What I remember: This is hard to say I have re-read this book so often since then. I was nine-ish when I first read it, though, after I had read the rest of the Little Series over the previous two years or so. Several things made the biggest impression on me when I first read it, though. One is when May came home from college in Iowa to visit. Another is the chapter with the tornado with three funnels that kills a boy and two donkeys. Another is when Laura and Ma are preparing Laura’s clothes for her wedding.
What I Took Away From the Book: Don’t go riding out in the country in a buggy when there might be a tornado. Your true love might show up at the door with wild horses to be broken. If you are teaching school for the first time, don’t stay in a house with knives. And finally, life can be difficult, but it gets better.
Rating (1-5 Stars): 5 Stars (Then and now.)
Title: One-Way to Ansonia
Author: Judie Angell
Original Publication Date: 1985
Date I First Read: 1988
Basic Category: Juvenile/Teen Historical Fiction
Basic Summary: Rose immigrates to the US from Russia or Eastern Europe at age 10 in the 1890s. It is the story of her growing up in difficult circumstances in New York City.
What I Remember About the Book: I remember really liking this book. I loved historical fiction, so this one was perfect for me. I remember most that she got married really young, and had a baby. She went to English classes.
What I Took Away From the Book: Don’t have a baby really early. Wait. (Um, yes, I actually waited until my 30s.) Work hard and you make things happen.
Rating (1-5 stars): 4 (at the time – I need to re-read it!)
These is My Words: The Diary of Sarah Agnes Prine, 1881-1901, Arizona Territories: a Novel by Nancy E. Turner (1998)
First, let me say I loved this book, eventually. . . and it is “adult fiction”.
I borrowed this book on the spur of the moment a couple of months ago (July), and read the first few pages. They seemed rather depressing, and I didn’t continue, partially because the book was due by then. However, a week or two ago, I was informed that the author goes to the church I’ve gone to the last couple of weeks. This book was nominated in 2007 to be the One Book AZ book. (By the way, I’d like to see Veil of Roses by Laura Fitzgerald for One Book AZ 2008!!) So, I tried These is My Words again. It is not easy reading. . . several people die in just the first 41 pages or so. However, by then, I had to know what happened. I have to say that this is the kind of book I’ve appreciated for years, since I was a kid (historical fiction in journal/diary format).
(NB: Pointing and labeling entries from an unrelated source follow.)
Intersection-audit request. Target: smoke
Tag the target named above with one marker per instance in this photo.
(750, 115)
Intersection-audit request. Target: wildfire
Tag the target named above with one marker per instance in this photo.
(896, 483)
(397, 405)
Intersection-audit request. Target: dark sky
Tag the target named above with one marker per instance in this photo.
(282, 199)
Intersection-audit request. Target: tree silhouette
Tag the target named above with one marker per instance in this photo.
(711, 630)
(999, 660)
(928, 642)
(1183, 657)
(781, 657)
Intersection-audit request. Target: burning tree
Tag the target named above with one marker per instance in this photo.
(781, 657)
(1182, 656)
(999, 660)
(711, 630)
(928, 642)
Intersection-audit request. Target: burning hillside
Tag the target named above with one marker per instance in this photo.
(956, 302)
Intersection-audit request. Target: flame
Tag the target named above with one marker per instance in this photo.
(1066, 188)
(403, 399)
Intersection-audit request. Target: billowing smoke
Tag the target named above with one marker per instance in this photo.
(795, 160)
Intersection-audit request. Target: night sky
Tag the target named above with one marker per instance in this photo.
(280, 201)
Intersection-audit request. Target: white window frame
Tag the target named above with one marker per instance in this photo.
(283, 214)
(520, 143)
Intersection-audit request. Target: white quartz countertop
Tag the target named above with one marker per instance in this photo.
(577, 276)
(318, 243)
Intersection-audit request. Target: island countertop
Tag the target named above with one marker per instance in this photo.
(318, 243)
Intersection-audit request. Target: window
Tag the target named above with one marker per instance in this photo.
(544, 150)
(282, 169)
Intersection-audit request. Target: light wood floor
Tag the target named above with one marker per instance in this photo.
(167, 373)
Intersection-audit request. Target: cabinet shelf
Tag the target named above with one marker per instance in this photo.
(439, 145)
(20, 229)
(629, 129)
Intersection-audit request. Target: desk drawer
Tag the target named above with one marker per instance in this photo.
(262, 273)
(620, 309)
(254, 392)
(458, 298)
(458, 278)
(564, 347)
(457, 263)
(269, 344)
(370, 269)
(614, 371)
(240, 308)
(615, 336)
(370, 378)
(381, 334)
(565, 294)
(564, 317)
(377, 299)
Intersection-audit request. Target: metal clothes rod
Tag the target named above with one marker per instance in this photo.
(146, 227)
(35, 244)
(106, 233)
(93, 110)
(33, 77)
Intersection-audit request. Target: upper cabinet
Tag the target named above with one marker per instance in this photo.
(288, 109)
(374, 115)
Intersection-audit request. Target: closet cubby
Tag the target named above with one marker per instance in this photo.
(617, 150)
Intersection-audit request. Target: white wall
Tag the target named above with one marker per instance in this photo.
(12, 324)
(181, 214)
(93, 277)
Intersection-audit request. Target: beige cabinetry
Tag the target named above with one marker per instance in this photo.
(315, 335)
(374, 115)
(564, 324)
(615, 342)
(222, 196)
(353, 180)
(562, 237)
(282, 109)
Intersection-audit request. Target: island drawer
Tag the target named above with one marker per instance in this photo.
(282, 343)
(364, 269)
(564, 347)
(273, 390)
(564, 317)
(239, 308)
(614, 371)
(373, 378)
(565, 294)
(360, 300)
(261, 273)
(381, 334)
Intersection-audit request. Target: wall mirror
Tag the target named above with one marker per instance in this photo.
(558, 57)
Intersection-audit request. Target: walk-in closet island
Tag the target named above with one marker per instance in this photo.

Wow, I was sorry when I reached the end of the book. Fortunately, there are sequals. There are several very sad portions, and some wonderful portions (for instance, I didn’t realize the University of Arizona here in Tucson was the first university in Arizona) about the joy of reading and education. Sarah never got to go to school formally, but studies on her own, and eventually passes the 12-grade exams. She moves into Tucson with her husband, even though she hates being in town, so that her children could have the privilege of going to school. She runs a ranch on her own. Sarah is a very strong woman. If you go to the author’s website, there are pictures of the woman Sarah is based on. Sarah is based on the author’s grandmother’s diaries and experiences.
An excellent read! I highly, highly recommend it!